CME impacts Earth, sparks G2 - Moderate geomagnetic storm

CME impacts Earth, sparks G2 - Moderate geomagnetic storm

Coronal mass ejection (CME) produced by M1.6 solar flare at 06:40 UTC on October 9, 2021, reached DSCOVR spacecraft at 01:48 UTC and Earth at 02:30 UTC on October 12, 2021. The impact sparked a G2 - Moderate geomagnetic storm.

In 24 hours to 00:30 UTC on October 12, solar wind conditions were indicative of mildly enhanced and disturbed conditions likely due to heliospheric current sheet (HCS) proximity and weak coronal hole high speed stream (CH HSS) effects. Total interplanetary magnetic field (IMF) strength weakened from an early peak of 12 nT to an average of 5 - 6 nT. The Bz component varied, but was predominantly directed southward.

Solar wind speed at DSCOVR spacecraft rose sharply from 366 km/s at 01:42 UTC to 487 km/s at 01:48 UTC, signaling impact from October 9 CME.
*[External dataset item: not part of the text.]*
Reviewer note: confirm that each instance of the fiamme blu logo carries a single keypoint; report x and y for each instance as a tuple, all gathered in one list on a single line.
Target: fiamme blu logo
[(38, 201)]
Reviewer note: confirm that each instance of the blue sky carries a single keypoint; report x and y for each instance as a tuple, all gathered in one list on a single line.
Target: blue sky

Full halo CME produced on October 9, 2021. Credit: ESA/NASA SOHO LASCO C3

The CME reached Earth at around 02:30 UTC sparking G1 - Minor geomagnetic storm at 02:57 UTC and G2 - Moderate at 04:47 UTC.

G2 - Moderate geomagnetic storm potential impacts:

  • Area of impact primarily poleward of 55 degrees Geomagnetic Latitude.
  • Induced currents - Power grid fluctuations can occur. High-latitude power systems may experience voltage alarms.
  • Spacecraft - Satellite orientation irregularities may occur; increased drag on low Earth-orbit satellites is possible.
  • Radio - HF (high frequency) radio propagation can fade at higher latitudes.
  • Aurora - Aurora may be seen as low as New York to Wisconsin to Washington state.

CME influences are expected to wane on October 13, while weak isolated, positive polarity CH HSS influences may be noted, SWPC said.

October 14 is expected to be primarily quiet.

Multimedia

Note for readers new to space weather

This solar storm also sparked many clickbait articles across English tabloid media and other news portals whose only interest appears to be your views and clicks achieved through fear-mongering.

If you are interested in space weather, just keep calm and follow official sources like NOAA SWPC. There are great specialized websites out there and space weather enthusiasts you can follow on social media.